Sammy était une marionnette de singe grandeur nature qui circulait sur le bras d’Ottokar. Dans le numéro, Sammy mettait des claques à Ottokar pour le taquiner jusqu’au moment où ce dernier se fâchait et balançait une gifle au singe qui roulait à terre. Horrifié par son geste, Ottokar le ramassait, mais, pareil à une pietà simiesque, Sammy pendouillait aussi mollement que les chiffons dont il était fait. Les efforts frénétiques d’Ottokar pour le ramener à la vie finissaient par porter leurs fruits (à l’audible soulagement du public) pour être immédiatement anéantis quand le clown trébuchait et s’affalait sur le singe. Durant un long moment, les spectateurs ne distinguaient que la silhouette inerte d’Ottokar. Puis, déployant un membre maigrichon après l’autre, Sammy réapparaissait et se dégageait de dessous le corps de son ami.
Qu’y avait-il là-dedans qui avait éveillé ses sentiments pour Otto ? Est-ce que ça lui avait simplement montré que c’était quelqu’un de bien ou était-ce plutôt lié à l’ironie d’Otto, à sa compréhension blasée des trahisons de la vie ? En tout cas, les défenses de Shawna étaient tombées sur-le-champ. Son ancien amour, une certaine Lucy Juarez, éclairagiste à Brooklyn, l’avait lassée par son goût du mélodrame et sa jalousie maladive. Pour ce qui était de casser l’ambiance, Lucy s’était révélée une championne hors catégorie et c’est elle qui avait sonné le glas de l’expérience new-yorkaise de Shawna. En effet, celle-ci était partie s’installer sur la côte Est pour vendre son livre (ou son « blook », comme avait un jour ironisé Lucy puisque la majeure partie de l’ouvrage provenait du blog), mais aussi pour montrer à son père célibataire qu’il était temps pour eux de couper le cordon. Cependant, son père avait depuis longtemps pris la route au volant de son mobile home et le charme neuf de Brooklyn commençait à s’émousser. Quand, au bout de deux ans, elle avait bouclé ses valises pour reprendre le chemin de San Francisco, elle n’avait éprouvé aucune honte, juste le profond désir de se simplifier la vie et d’en finir une bonne fois avec les névroses à la con.

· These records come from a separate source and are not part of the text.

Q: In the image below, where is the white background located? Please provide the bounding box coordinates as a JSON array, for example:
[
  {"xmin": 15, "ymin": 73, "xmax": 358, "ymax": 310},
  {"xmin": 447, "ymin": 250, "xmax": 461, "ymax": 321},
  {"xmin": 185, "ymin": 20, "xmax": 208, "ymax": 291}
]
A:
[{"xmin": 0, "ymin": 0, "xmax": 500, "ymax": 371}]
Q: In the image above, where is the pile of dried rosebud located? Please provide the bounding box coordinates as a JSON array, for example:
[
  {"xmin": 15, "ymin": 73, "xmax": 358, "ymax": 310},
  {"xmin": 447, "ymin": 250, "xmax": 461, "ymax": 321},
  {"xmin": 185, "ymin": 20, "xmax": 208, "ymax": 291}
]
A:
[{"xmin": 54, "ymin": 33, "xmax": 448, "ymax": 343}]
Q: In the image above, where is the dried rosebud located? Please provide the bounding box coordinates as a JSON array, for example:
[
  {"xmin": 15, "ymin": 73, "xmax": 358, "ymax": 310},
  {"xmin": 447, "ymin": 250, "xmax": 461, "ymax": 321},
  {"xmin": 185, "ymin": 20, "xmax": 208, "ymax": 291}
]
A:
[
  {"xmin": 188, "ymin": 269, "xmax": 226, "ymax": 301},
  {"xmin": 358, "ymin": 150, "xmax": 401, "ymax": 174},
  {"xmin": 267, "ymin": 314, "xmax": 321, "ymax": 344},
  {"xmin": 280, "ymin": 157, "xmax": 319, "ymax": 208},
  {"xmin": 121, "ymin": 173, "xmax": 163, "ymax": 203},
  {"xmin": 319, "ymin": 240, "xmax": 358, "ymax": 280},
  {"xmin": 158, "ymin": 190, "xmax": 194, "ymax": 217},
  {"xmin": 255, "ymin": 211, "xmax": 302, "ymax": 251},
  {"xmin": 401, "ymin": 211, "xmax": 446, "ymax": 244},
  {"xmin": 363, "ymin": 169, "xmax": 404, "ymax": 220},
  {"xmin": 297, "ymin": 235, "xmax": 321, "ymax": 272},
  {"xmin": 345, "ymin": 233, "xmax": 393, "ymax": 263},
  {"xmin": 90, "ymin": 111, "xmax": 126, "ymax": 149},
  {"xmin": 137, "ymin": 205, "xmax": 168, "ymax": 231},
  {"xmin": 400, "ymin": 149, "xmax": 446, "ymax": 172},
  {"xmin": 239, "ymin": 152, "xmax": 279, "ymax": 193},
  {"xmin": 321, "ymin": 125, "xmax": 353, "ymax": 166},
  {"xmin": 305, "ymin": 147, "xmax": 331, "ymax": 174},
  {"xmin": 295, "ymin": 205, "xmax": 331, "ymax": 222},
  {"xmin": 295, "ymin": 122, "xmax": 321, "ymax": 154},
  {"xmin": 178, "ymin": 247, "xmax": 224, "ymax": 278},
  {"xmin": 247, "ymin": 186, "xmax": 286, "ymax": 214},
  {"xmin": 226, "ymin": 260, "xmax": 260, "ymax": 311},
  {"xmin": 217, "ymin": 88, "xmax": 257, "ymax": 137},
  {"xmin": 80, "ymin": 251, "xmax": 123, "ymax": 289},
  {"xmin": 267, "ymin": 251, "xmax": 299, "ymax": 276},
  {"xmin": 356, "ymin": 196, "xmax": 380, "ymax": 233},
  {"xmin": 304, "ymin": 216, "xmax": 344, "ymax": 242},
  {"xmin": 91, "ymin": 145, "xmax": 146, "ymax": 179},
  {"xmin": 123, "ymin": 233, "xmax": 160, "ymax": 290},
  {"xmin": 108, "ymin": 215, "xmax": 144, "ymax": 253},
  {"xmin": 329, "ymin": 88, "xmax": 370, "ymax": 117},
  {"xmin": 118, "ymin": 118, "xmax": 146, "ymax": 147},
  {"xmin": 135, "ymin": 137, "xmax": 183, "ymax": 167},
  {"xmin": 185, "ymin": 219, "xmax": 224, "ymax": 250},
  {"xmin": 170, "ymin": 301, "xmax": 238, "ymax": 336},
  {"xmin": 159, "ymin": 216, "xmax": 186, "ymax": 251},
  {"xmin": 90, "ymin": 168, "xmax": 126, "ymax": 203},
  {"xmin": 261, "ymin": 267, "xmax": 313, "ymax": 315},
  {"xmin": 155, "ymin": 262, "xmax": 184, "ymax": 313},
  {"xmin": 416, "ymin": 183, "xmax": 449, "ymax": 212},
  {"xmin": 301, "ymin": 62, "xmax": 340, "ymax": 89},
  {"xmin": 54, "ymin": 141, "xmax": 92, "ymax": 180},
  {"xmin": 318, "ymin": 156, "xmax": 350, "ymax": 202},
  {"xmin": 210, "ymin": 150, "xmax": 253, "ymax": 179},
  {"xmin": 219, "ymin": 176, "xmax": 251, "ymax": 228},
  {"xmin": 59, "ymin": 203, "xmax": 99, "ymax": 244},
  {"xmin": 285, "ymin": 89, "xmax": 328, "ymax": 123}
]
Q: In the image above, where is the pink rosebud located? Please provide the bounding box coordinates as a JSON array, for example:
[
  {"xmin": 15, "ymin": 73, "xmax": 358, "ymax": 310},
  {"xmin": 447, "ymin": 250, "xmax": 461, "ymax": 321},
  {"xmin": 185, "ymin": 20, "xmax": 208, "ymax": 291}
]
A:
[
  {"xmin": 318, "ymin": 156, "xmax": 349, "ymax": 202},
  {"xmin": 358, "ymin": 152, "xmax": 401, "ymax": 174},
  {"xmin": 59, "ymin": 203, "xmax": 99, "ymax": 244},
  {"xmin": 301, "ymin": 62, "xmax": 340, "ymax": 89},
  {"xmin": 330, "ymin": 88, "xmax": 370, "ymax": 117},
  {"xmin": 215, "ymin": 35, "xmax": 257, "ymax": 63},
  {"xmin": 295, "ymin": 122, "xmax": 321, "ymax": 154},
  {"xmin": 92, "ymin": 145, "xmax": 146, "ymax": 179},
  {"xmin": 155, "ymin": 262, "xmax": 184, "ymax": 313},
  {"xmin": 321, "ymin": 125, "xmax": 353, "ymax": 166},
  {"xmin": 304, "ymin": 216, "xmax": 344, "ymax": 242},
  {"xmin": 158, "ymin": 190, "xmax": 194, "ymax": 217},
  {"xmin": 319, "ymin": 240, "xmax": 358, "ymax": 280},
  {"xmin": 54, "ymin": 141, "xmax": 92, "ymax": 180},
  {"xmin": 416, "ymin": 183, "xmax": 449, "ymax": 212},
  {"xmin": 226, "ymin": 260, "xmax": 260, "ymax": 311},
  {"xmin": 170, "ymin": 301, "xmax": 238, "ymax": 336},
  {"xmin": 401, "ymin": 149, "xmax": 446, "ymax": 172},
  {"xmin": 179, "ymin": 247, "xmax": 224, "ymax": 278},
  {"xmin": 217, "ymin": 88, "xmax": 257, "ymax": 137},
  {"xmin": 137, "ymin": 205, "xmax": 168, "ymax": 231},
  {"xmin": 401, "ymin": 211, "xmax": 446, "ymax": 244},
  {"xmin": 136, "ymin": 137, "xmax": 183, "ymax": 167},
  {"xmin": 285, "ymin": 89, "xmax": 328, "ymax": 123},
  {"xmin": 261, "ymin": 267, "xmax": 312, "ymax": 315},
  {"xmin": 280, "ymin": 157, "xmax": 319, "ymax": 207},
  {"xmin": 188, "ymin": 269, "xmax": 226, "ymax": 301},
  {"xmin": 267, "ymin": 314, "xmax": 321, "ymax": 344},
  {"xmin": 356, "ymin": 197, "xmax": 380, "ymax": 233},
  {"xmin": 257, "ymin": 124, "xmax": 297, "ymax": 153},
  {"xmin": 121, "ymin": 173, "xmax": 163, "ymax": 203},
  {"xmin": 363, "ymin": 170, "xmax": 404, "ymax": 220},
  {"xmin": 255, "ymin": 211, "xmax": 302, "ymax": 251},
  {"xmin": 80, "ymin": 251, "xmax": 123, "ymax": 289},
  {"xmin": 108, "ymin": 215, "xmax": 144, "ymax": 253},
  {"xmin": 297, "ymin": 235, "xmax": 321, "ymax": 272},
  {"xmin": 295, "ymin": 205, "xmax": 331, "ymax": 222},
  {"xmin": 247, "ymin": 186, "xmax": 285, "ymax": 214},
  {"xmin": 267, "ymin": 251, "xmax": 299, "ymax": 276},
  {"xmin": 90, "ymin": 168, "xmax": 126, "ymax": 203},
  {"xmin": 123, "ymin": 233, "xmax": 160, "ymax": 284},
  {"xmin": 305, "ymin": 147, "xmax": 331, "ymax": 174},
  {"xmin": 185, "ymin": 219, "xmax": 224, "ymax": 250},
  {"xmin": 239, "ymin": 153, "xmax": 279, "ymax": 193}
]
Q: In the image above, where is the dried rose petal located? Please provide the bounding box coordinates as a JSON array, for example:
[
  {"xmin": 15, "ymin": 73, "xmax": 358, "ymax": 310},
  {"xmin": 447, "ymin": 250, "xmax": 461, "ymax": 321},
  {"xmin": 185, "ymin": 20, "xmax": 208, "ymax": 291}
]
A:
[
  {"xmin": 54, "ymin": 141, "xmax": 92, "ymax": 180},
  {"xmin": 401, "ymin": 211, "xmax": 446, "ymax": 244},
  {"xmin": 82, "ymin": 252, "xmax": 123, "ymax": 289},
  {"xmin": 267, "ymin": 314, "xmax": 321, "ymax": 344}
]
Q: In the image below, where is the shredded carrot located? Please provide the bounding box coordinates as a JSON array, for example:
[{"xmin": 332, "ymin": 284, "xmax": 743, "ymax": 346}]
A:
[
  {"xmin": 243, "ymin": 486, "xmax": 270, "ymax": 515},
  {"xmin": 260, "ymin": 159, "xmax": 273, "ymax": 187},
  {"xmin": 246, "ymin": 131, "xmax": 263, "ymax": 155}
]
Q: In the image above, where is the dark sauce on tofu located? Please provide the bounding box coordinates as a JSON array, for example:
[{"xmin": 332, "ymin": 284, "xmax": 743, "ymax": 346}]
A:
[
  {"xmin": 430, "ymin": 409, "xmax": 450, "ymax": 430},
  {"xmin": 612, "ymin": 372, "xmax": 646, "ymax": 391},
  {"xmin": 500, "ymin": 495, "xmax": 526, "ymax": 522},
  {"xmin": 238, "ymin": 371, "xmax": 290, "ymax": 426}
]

En y repensant, c’était peut-être pour cela qu’Otto avait paru si bien lui convenir.
Il était sur la piste à présent, et se déplaçait sur des échasses, qui ressemblaient plus à un croisement entre des échasses et des skis, sur lesquelles il rebondissait à la façon d’un étrange marsupial. Shawna se souvint qu’il répétait un numéro qu’il comptait présenter au Pier 39. Il portait ses vêtements civils, comme il aimait les appeler : un jean flottant et un T-shirt gris dépenaillé. Le seul élément de sa panoplie de clown, c’était son nez – l’incontournable boule de caoutchouc rouge. Elle l’observa un bon quart d’heure en admirant les mouvements sexy de ses muscles avant qu’il ne la repère sur les gradins et ne lève le bras pour la saluer solennellement.
Dix minutes plus tard, après avoir remisé ses engins mi-échasses mi-skis, il s’assit à côté d’elle et lui colla une bise sur la joue. Il avait gardé son nez.
« Salut, monsieur Kar.
— Holà, Puppy ! »
Elle avait un jour commis l’erreur fatale de lui révéler son surnom d’enfant, de sorte qu’il se sentait obligé de l’utiliser de temps à autre. Et Shawna trouvait cela adorable, en dépit des histoires assez moches que ça lui rappelait.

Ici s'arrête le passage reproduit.